Intro to lung cancer

The cancers of the lung can be very deadly and also very preventable in most cases. The main cause of lung cancer is smoking.

Aetiology

Cigarettes

~80% of lung cancers occur in smokers. 11% of heavy smokers develop cancer so there are a number of factors involved as not all of them have cancer.

Risk factors

  • Heavy smoking 2 packs a day for 20 years increases the risk 60 times
  • Females are more susceptible to carcinogenic effects of smoking
  • Second hand smoke doubles cancer risk for non-smokers
  • Cessation for 10 yrs or more stops risk from increasing but the mutations are still there.

Asbestos

Asbestos is a famous cause of cancers of the lung fibrosis of the lung and mesothelioma (tumor of the pleura). MIning, construciton and demolition engineers and boiler maksers are at risk

Exposure to asbestos and smoking increses the risk of lung cancer greater than the individual risk factors added together

Pathogenesis

Cancer in the lung is like other cancers. It is the result of many mutations leading to transformation, The mutations can be from physical irritants, chemical carcinogens (smoking), etc.

DIfferent types of cancers have different mutations affecting oncogenes and tumour supressor genes

Lung cancer morphology

Lung carcinoma often is grey white, and firm to the touch. It is often speckled with carbon (anthracosis) and areas of haemorrhage and friable tissue necrosis can be seen in the tumour.

In the second picture you can see how the small cell carcinoma its clustered around the bronchial wall and (i cant see it personally) infiltrated the lymph nodes.

Growth patterns of cancer

Cancer grows in a few different ways (not mutually exclusive). These are per the graph. Useful for describing pathological images (the tutorial).

Variants

This is a little more important and a little less common knowledge There are a few major variants of lung cancer and their differences stem mostly from the origin cells.

These are the variants:

Adenocarcinoma

This is a tumour that forms glands and can produce mucin. It had GOF mutations of oncogenes EGFR and KRAS. Lest common cancer in smokers and most common in non-smokers and more in women compared to men.

More often peripheral under the pleura

Morphology

The microscopic morphology is lots of malignant irregularly sizes and shaped glands which is surrounded by fibrous tissue background. The tumour destroys normal lung architecture

Squamous cell carcinoma

Strongly associated with smoking High frequency of LOF mutations of tumour suppressor gene p53.

More often central and hilar

Morphology

This is a shift of respiratory epithelium to squamous epithelium and then transformation. This is an example of hyperplasia metaplasia dysplasia (while dysplasia isnt cancer in itself it is a premalignant change)
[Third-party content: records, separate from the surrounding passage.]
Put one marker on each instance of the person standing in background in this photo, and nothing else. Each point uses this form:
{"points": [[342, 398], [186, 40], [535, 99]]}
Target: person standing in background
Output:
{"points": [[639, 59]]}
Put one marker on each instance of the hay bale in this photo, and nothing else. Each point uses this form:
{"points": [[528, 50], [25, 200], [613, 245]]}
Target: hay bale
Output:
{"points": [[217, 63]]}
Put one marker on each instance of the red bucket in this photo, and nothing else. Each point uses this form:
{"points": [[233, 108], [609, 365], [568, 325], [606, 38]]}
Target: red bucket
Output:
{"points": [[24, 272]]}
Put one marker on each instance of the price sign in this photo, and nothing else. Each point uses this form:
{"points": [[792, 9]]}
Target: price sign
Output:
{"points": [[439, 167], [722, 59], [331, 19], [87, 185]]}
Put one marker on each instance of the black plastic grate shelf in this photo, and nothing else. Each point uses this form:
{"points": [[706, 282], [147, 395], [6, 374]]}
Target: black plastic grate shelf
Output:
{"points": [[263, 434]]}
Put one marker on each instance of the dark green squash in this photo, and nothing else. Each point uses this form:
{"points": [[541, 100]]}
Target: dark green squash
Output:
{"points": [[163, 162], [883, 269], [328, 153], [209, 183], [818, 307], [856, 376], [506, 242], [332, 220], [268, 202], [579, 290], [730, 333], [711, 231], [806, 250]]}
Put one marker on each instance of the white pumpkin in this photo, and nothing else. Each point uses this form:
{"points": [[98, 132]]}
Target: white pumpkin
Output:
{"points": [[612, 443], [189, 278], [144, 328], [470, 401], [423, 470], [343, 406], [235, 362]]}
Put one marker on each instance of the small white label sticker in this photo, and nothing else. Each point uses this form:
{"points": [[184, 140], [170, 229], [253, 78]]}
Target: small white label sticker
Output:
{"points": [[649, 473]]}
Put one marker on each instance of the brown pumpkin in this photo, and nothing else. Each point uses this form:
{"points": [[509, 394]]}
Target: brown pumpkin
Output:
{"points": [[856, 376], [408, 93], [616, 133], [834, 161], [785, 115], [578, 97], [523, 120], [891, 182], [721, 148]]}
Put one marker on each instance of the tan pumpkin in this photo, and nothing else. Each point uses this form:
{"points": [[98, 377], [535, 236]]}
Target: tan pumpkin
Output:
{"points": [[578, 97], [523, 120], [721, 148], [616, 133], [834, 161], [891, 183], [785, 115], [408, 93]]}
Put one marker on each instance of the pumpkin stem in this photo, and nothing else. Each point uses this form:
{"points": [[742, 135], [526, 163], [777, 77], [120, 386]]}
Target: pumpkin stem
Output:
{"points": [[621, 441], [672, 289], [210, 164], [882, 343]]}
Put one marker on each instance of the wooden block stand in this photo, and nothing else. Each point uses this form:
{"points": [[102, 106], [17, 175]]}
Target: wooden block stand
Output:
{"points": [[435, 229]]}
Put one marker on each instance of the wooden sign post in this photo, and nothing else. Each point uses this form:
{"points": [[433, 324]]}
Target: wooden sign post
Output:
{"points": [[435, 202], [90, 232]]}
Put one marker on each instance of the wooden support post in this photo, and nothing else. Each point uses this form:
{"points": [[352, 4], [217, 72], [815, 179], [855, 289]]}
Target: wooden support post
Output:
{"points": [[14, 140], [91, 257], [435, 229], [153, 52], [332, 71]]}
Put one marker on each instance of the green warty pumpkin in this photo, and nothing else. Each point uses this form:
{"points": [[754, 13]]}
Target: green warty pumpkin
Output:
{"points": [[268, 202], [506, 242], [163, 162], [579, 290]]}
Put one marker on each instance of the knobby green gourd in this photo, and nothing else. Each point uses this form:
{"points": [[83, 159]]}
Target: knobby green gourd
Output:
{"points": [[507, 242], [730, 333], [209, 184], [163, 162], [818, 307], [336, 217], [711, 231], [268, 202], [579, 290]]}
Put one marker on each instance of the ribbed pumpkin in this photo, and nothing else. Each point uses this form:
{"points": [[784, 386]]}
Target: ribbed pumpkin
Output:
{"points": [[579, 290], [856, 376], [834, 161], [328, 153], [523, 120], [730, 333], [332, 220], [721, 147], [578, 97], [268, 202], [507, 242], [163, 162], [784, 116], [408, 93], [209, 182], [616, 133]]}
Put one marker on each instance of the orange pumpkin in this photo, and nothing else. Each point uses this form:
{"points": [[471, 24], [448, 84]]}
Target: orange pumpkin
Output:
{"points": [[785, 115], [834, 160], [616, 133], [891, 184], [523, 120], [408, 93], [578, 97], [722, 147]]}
Additionally in well differentiated SCCs malignant tumour cells are arranged in groups called cell nests with central keratinization called keratin pearls or whorls

Another feature of SCC is intercellular bridges (dunno if they are uses ad brindges they just look like perpindicular strands) (click on image for magnification)

Small cell carcinoma

Strongest association with smoking. Highly malignant and show mutations of p53 and BCL2 antiapoptotic gene. More often central and hilar in the lung

Morphology

This tumour arises from neuroendocine cells in the bronchial epithelial lining. It has no precursor lesions. The tumour cells are small with little cytoplasm, but darks hyperchromatic nuclei with finely granular chromatin. Additionally nuclear moulding is present, where the nucleus mould to cell shape

Large cell carcinoma, and others

Clinical

Presenting complaints

The main presenting complaints are cough, sometimes with haemoptysis, chest pain, dyspnea and weightless (cachexia). Often the tumour may be discovered after metastasis

Some investigations that can be done are:

  • Chest X-ray
  • Sputum cytology
  • Imaging: ct, MRI
  • bronchoscopy
  • Tissue biopsy or cytology

Treatment

There are several treatment modalities

  • surgery
  • chemo
  • radiation
  • new novel therapies (immunotherapy against EGFR receptors in adenocarcinomas for example)

Small cell lung cancer treatment is very different from other cancers so much so treatment is classified into small cell lung cancer and non small cell lung cancer.

Adenocarcinomas and SCC are still localised on diagnosis and can be cured by surgicall excision by a lobectomy operation

SCLC his usually metastatic on presentatio and is highly sensitice to radiation therapy and chemo.

Prognosis is slim for lung cancer with 5 yr survival being only ~16%

Paraneoplastic syndromes

This is where there is signs and symptoms that cannot be explained by local spread or metastasis of the cancer or disturbances from the cancer. Paraneoplastic syndrome could be hormones secreted from a gland or immune activation to a new tumour antigen. However the cause is not often known.